Der Ausspruch von Jorge Luis Borges passt nahezu perfekt auf die Erzählung. Nepos Katz, zwölf Jahre alt, wird den Sommer über von seinen Eltern zum Onkel abgeschoben. Der ist Bibliothekar in der barocken Stiftsbibliothek St. Gallen und begrüßt alle Besucher mit dem Satz:

„Am Anfang war das Wort, dann kam die Bibliothek und erst an dritter Stelle kommen wir, wir Menschen und die Dinge.“

Der Neffe erhält, wie Onkel Josephus Katz es ausdrückt, einen Posten: Er wird „Pantoffelministrant am Portal zur Bücherkirche“ und muß den Busladungen vor allem weiblicher Besucher die Filzpantoffeln überstreifen, damit sie den kostbaren Holzboden nicht zerstören. Dabei entwickelt der pubertierende Junge eine Sinnlichkeit, die ihm Augen und vor allem Nase übergehen lassen …

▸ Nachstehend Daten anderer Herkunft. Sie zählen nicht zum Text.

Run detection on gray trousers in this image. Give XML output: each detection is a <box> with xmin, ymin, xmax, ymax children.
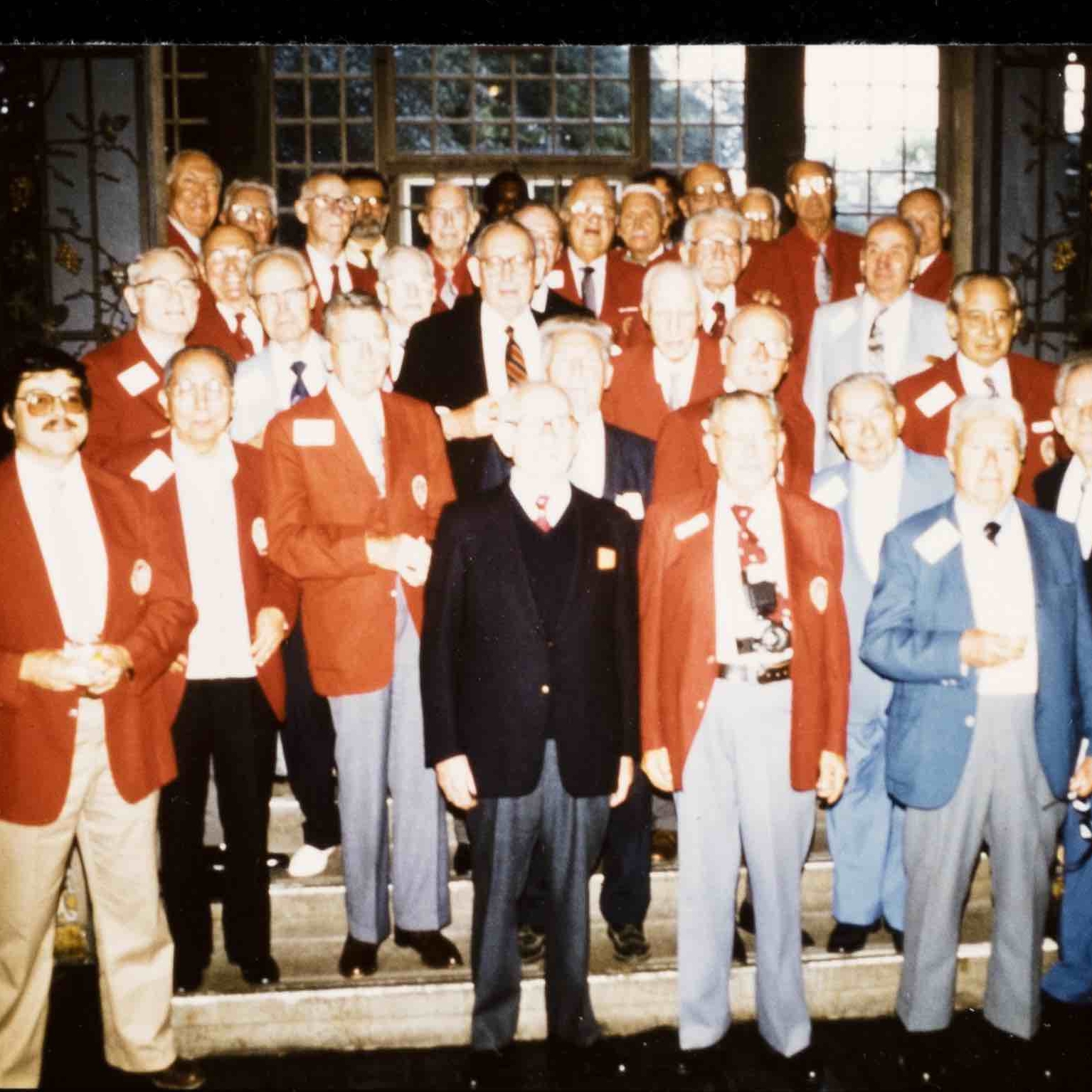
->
<box><xmin>466</xmin><ymin>739</ymin><xmax>610</xmax><ymax>1051</ymax></box>
<box><xmin>896</xmin><ymin>694</ymin><xmax>1065</xmax><ymax>1039</ymax></box>
<box><xmin>675</xmin><ymin>679</ymin><xmax>816</xmax><ymax>1057</ymax></box>
<box><xmin>330</xmin><ymin>582</ymin><xmax>451</xmax><ymax>943</ymax></box>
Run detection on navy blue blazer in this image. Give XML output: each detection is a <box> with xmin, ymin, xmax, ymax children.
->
<box><xmin>861</xmin><ymin>500</ymin><xmax>1092</xmax><ymax>808</ymax></box>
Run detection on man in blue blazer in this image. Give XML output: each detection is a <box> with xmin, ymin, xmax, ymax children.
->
<box><xmin>812</xmin><ymin>371</ymin><xmax>953</xmax><ymax>955</ymax></box>
<box><xmin>861</xmin><ymin>396</ymin><xmax>1092</xmax><ymax>1083</ymax></box>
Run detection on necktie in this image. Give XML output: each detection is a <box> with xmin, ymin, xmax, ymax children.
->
<box><xmin>816</xmin><ymin>243</ymin><xmax>834</xmax><ymax>304</ymax></box>
<box><xmin>288</xmin><ymin>361</ymin><xmax>310</xmax><ymax>406</ymax></box>
<box><xmin>534</xmin><ymin>494</ymin><xmax>553</xmax><ymax>532</ymax></box>
<box><xmin>504</xmin><ymin>327</ymin><xmax>527</xmax><ymax>386</ymax></box>
<box><xmin>580</xmin><ymin>265</ymin><xmax>600</xmax><ymax>314</ymax></box>
<box><xmin>709</xmin><ymin>300</ymin><xmax>728</xmax><ymax>339</ymax></box>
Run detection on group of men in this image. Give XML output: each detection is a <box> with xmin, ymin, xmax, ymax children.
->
<box><xmin>0</xmin><ymin>143</ymin><xmax>1092</xmax><ymax>1088</ymax></box>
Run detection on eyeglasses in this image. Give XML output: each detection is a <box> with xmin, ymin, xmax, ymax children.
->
<box><xmin>14</xmin><ymin>391</ymin><xmax>88</xmax><ymax>417</ymax></box>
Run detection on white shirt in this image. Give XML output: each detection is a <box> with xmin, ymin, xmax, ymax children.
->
<box><xmin>567</xmin><ymin>247</ymin><xmax>607</xmax><ymax>318</ymax></box>
<box><xmin>170</xmin><ymin>431</ymin><xmax>257</xmax><ymax>679</ymax></box>
<box><xmin>955</xmin><ymin>497</ymin><xmax>1039</xmax><ymax>694</ymax></box>
<box><xmin>216</xmin><ymin>300</ymin><xmax>265</xmax><ymax>353</ymax></box>
<box><xmin>569</xmin><ymin>410</ymin><xmax>607</xmax><ymax>497</ymax></box>
<box><xmin>15</xmin><ymin>450</ymin><xmax>107</xmax><ymax>643</ymax></box>
<box><xmin>508</xmin><ymin>466</ymin><xmax>572</xmax><ymax>527</ymax></box>
<box><xmin>482</xmin><ymin>300</ymin><xmax>544</xmax><ymax>398</ymax></box>
<box><xmin>327</xmin><ymin>376</ymin><xmax>386</xmax><ymax>497</ymax></box>
<box><xmin>955</xmin><ymin>353</ymin><xmax>1012</xmax><ymax>398</ymax></box>
<box><xmin>713</xmin><ymin>482</ymin><xmax>792</xmax><ymax>665</ymax></box>
<box><xmin>849</xmin><ymin>440</ymin><xmax>906</xmax><ymax>584</ymax></box>
<box><xmin>652</xmin><ymin>337</ymin><xmax>698</xmax><ymax>410</ymax></box>
<box><xmin>1055</xmin><ymin>455</ymin><xmax>1092</xmax><ymax>561</ymax></box>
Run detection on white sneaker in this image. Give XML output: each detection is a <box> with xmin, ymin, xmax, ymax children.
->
<box><xmin>288</xmin><ymin>845</ymin><xmax>336</xmax><ymax>880</ymax></box>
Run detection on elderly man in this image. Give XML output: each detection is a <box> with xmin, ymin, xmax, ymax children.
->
<box><xmin>83</xmin><ymin>247</ymin><xmax>201</xmax><ymax>461</ymax></box>
<box><xmin>396</xmin><ymin>221</ymin><xmax>543</xmax><ymax>497</ymax></box>
<box><xmin>265</xmin><ymin>294</ymin><xmax>462</xmax><ymax>978</ymax></box>
<box><xmin>292</xmin><ymin>173</ymin><xmax>375</xmax><ymax>333</ymax></box>
<box><xmin>186</xmin><ymin>226</ymin><xmax>265</xmax><ymax>364</ymax></box>
<box><xmin>555</xmin><ymin>175</ymin><xmax>645</xmax><ymax>339</ymax></box>
<box><xmin>603</xmin><ymin>262</ymin><xmax>722</xmax><ymax>440</ymax></box>
<box><xmin>1035</xmin><ymin>353</ymin><xmax>1092</xmax><ymax>1019</ymax></box>
<box><xmin>861</xmin><ymin>396</ymin><xmax>1092</xmax><ymax>1088</ymax></box>
<box><xmin>896</xmin><ymin>271</ymin><xmax>1061</xmax><ymax>504</ymax></box>
<box><xmin>640</xmin><ymin>391</ymin><xmax>849</xmax><ymax>1088</ymax></box>
<box><xmin>417</xmin><ymin>181</ymin><xmax>479</xmax><ymax>311</ymax></box>
<box><xmin>898</xmin><ymin>186</ymin><xmax>955</xmax><ymax>304</ymax></box>
<box><xmin>736</xmin><ymin>186</ymin><xmax>781</xmax><ymax>243</ymax></box>
<box><xmin>812</xmin><ymin>371</ymin><xmax>953</xmax><ymax>955</ymax></box>
<box><xmin>652</xmin><ymin>304</ymin><xmax>815</xmax><ymax>500</ymax></box>
<box><xmin>220</xmin><ymin>178</ymin><xmax>277</xmax><ymax>247</ymax></box>
<box><xmin>167</xmin><ymin>149</ymin><xmax>224</xmax><ymax>262</ymax></box>
<box><xmin>422</xmin><ymin>383</ymin><xmax>637</xmax><ymax>1083</ymax></box>
<box><xmin>376</xmin><ymin>247</ymin><xmax>435</xmax><ymax>391</ymax></box>
<box><xmin>0</xmin><ymin>347</ymin><xmax>204</xmax><ymax>1088</ymax></box>
<box><xmin>804</xmin><ymin>216</ymin><xmax>955</xmax><ymax>470</ymax></box>
<box><xmin>107</xmin><ymin>345</ymin><xmax>299</xmax><ymax>994</ymax></box>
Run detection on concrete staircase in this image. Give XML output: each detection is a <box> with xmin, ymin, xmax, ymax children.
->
<box><xmin>174</xmin><ymin>786</ymin><xmax>1056</xmax><ymax>1056</ymax></box>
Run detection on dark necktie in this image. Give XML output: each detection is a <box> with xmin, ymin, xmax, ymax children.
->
<box><xmin>288</xmin><ymin>361</ymin><xmax>310</xmax><ymax>406</ymax></box>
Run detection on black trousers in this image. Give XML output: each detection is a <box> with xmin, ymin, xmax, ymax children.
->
<box><xmin>159</xmin><ymin>679</ymin><xmax>276</xmax><ymax>969</ymax></box>
<box><xmin>280</xmin><ymin>621</ymin><xmax>341</xmax><ymax>849</ymax></box>
<box><xmin>520</xmin><ymin>768</ymin><xmax>652</xmax><ymax>933</ymax></box>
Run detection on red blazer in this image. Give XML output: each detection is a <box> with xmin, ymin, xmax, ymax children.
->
<box><xmin>652</xmin><ymin>383</ymin><xmax>815</xmax><ymax>502</ymax></box>
<box><xmin>637</xmin><ymin>488</ymin><xmax>849</xmax><ymax>792</ymax></box>
<box><xmin>603</xmin><ymin>330</ymin><xmax>724</xmax><ymax>440</ymax></box>
<box><xmin>83</xmin><ymin>330</ymin><xmax>170</xmax><ymax>463</ymax></box>
<box><xmin>553</xmin><ymin>247</ymin><xmax>645</xmax><ymax>343</ymax></box>
<box><xmin>106</xmin><ymin>435</ymin><xmax>299</xmax><ymax>722</ymax></box>
<box><xmin>913</xmin><ymin>250</ymin><xmax>955</xmax><ymax>304</ymax></box>
<box><xmin>263</xmin><ymin>391</ymin><xmax>455</xmax><ymax>696</ymax></box>
<box><xmin>894</xmin><ymin>353</ymin><xmax>1070</xmax><ymax>504</ymax></box>
<box><xmin>0</xmin><ymin>457</ymin><xmax>198</xmax><ymax>827</ymax></box>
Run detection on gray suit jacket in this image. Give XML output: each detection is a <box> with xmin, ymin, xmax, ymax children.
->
<box><xmin>804</xmin><ymin>292</ymin><xmax>955</xmax><ymax>471</ymax></box>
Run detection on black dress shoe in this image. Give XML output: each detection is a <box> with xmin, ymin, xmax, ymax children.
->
<box><xmin>239</xmin><ymin>955</ymin><xmax>280</xmax><ymax>986</ymax></box>
<box><xmin>337</xmin><ymin>933</ymin><xmax>379</xmax><ymax>978</ymax></box>
<box><xmin>394</xmin><ymin>928</ymin><xmax>463</xmax><ymax>971</ymax></box>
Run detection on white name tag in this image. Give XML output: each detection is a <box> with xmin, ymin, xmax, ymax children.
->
<box><xmin>129</xmin><ymin>447</ymin><xmax>175</xmax><ymax>492</ymax></box>
<box><xmin>292</xmin><ymin>417</ymin><xmax>334</xmax><ymax>447</ymax></box>
<box><xmin>914</xmin><ymin>379</ymin><xmax>955</xmax><ymax>417</ymax></box>
<box><xmin>118</xmin><ymin>361</ymin><xmax>159</xmax><ymax>398</ymax></box>
<box><xmin>914</xmin><ymin>518</ymin><xmax>962</xmax><ymax>565</ymax></box>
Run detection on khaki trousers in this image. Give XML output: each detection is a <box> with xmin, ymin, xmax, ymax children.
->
<box><xmin>0</xmin><ymin>699</ymin><xmax>176</xmax><ymax>1088</ymax></box>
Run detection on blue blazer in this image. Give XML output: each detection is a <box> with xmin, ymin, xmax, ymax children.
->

Er ist glücklich über seinen Tagesablauf: Essen, Busse, Pantoffeln, Essen, mit dem Onkel lesen, Handschriften streicheln, mit Seidenhandschuhen an den Händen, die sich anfühlen „wie die Dessous meiner Mutter“, und dann schlafen. Wäre da nicht als moralische Instanz Frl. Stark, die Haushälterin des Monsignore Katz. Sie verpetzt den Neffen mehrfach, er verstoße gegen das 6. Gebot, „unkeusche Blicke“. Sie probiert mit Streikversuchen den Onkel dazu zu kriegen, ihm den Pantoffeldienst wegzunehmen.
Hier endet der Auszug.